Case Study & Results
The authors instantiate the framework with a tool‑wear categorization task. Sensors capture images of a tool from multiple viewpoints and short audio clips describing its condition. Feature extraction is performed at three compression levels (32, 64, 128 latent dimensions). Human decision‑making is simulated with a limited‑capacity “take‑the‑best” heuristic that can attend to at most three cues. Experiments vary (a) the amount of semantic information transmitted, and (b) the cognitive load imposed by the presentation.
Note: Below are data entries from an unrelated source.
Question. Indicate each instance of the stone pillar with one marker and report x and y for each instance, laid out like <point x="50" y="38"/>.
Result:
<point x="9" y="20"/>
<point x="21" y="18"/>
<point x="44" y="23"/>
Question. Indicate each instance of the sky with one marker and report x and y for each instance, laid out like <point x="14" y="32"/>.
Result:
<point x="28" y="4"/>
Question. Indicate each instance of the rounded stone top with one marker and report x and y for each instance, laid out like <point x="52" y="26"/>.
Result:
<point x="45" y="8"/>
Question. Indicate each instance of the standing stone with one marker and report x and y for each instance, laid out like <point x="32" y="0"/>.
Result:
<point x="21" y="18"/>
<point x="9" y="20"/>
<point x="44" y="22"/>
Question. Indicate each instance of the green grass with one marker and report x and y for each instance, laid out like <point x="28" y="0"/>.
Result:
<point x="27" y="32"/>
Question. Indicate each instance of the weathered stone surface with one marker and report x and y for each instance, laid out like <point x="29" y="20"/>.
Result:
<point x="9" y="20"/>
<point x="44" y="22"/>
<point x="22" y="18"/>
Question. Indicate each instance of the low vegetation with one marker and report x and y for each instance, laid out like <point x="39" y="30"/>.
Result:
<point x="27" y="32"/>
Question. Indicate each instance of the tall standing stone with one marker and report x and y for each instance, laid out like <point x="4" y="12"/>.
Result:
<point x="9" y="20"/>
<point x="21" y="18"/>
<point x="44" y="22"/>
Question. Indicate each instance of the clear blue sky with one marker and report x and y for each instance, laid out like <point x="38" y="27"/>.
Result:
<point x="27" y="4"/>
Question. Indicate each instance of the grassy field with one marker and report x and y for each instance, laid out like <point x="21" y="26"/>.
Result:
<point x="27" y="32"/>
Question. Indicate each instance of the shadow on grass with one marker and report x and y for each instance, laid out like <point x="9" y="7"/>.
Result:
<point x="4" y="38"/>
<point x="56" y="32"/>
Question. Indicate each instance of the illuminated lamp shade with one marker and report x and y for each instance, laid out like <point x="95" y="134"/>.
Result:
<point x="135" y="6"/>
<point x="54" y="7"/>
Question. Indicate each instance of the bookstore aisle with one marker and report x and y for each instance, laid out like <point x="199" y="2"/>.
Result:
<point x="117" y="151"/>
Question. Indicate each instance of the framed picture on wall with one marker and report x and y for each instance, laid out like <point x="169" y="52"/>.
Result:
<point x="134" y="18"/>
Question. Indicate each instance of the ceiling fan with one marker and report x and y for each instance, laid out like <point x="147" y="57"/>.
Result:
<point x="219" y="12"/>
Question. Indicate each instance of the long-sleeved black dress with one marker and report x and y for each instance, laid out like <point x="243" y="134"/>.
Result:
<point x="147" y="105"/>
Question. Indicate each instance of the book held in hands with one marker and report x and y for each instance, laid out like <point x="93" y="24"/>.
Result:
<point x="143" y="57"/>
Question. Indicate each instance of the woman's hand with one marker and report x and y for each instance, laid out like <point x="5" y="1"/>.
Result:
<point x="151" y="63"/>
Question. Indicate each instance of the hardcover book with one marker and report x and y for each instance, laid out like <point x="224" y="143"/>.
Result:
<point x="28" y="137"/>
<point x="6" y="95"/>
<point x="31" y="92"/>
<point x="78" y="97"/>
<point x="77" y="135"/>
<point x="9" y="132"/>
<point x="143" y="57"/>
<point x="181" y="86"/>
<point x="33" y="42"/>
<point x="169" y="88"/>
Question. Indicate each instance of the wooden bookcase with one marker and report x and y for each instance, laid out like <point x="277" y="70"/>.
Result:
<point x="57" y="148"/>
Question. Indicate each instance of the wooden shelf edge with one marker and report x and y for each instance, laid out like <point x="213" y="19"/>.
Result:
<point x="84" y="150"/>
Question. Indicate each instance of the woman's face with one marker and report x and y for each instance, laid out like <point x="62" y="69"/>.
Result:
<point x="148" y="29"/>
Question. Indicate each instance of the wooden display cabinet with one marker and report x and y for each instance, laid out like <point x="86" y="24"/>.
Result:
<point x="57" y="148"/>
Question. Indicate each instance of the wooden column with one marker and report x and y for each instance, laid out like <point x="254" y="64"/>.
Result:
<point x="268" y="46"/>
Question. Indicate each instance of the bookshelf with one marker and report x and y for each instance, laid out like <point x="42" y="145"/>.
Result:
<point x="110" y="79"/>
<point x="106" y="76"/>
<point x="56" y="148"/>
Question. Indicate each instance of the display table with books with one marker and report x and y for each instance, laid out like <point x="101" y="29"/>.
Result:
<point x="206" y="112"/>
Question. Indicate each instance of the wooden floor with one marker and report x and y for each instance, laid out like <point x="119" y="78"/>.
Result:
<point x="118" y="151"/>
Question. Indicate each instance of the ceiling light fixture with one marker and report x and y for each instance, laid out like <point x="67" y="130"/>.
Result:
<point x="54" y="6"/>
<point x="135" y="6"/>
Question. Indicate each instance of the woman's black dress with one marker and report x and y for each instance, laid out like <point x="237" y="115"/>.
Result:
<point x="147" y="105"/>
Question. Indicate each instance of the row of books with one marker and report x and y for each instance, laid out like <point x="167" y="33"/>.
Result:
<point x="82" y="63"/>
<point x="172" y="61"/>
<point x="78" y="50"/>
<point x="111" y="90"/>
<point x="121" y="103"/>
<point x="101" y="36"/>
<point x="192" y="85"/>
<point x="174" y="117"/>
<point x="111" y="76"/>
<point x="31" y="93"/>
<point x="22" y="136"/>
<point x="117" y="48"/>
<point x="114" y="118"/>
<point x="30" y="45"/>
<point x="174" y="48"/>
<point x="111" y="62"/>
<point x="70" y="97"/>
Key findings:

• When the presentation exceeds the human’s capacity, decision accuracy drops sharply even though the wireless link carries abundant semantic information.
• Matching the presentation detail to the cognitive budget (e.g., 64‑dimensional features presented as three salient cues) yields higher accuracy than transmitting maximal detail with an overloaded human.
• Under adverse conditions—limited prior experience or time pressure—the importance of cognitive compatibility grows, confirming the robustness of the trade‑off.
• Introducing stochastic noise into the HDM model (to mimic real‑world variability) reduces overall system performance, suggesting that end‑to‑end training must also account for human response variability.

Contributions

1. A general probabilistic E2E sensing‑decision framework that bridges communications theory and cognitive psychology.
2. Extension of the InfoMax design criterion to include presentation design and HDM model training, revealing a fundamental trade‑off between “maximizing relevant semantic information” and “matching human cognitive capabilities.”
3. Empirical evidence (via image and audio simulations) that appropriate feature‑level abstraction is more critical for decision accuracy than sheer information volume.
4. Demonstration that joint optimization of semantic communication and HDM can improve accuracy, albeit at the cost of additional alternating training iterations.
5. A roadmap for future work, including visualization‑centric presentation design, game‑theoretic analysis of sender‑receiver conflicts, and real‑time adaptive learning for dynamic environments.

Implications
The study moves semantic communication beyond machine‑to‑machine scenarios, positioning it as a core component of human‑centric assistance systems such as remote surgery, autonomous manufacturing, and disaster response. By quantifying how much and what kind of semantic detail should be delivered to a bounded human mind, the framework offers a principled path to design 6G‑enabled services that are both spectrally efficient and ergonomically effective. Future experimental validation with real users and hardware testbeds will be essential to translate these theoretical insights into practical standards and protocols.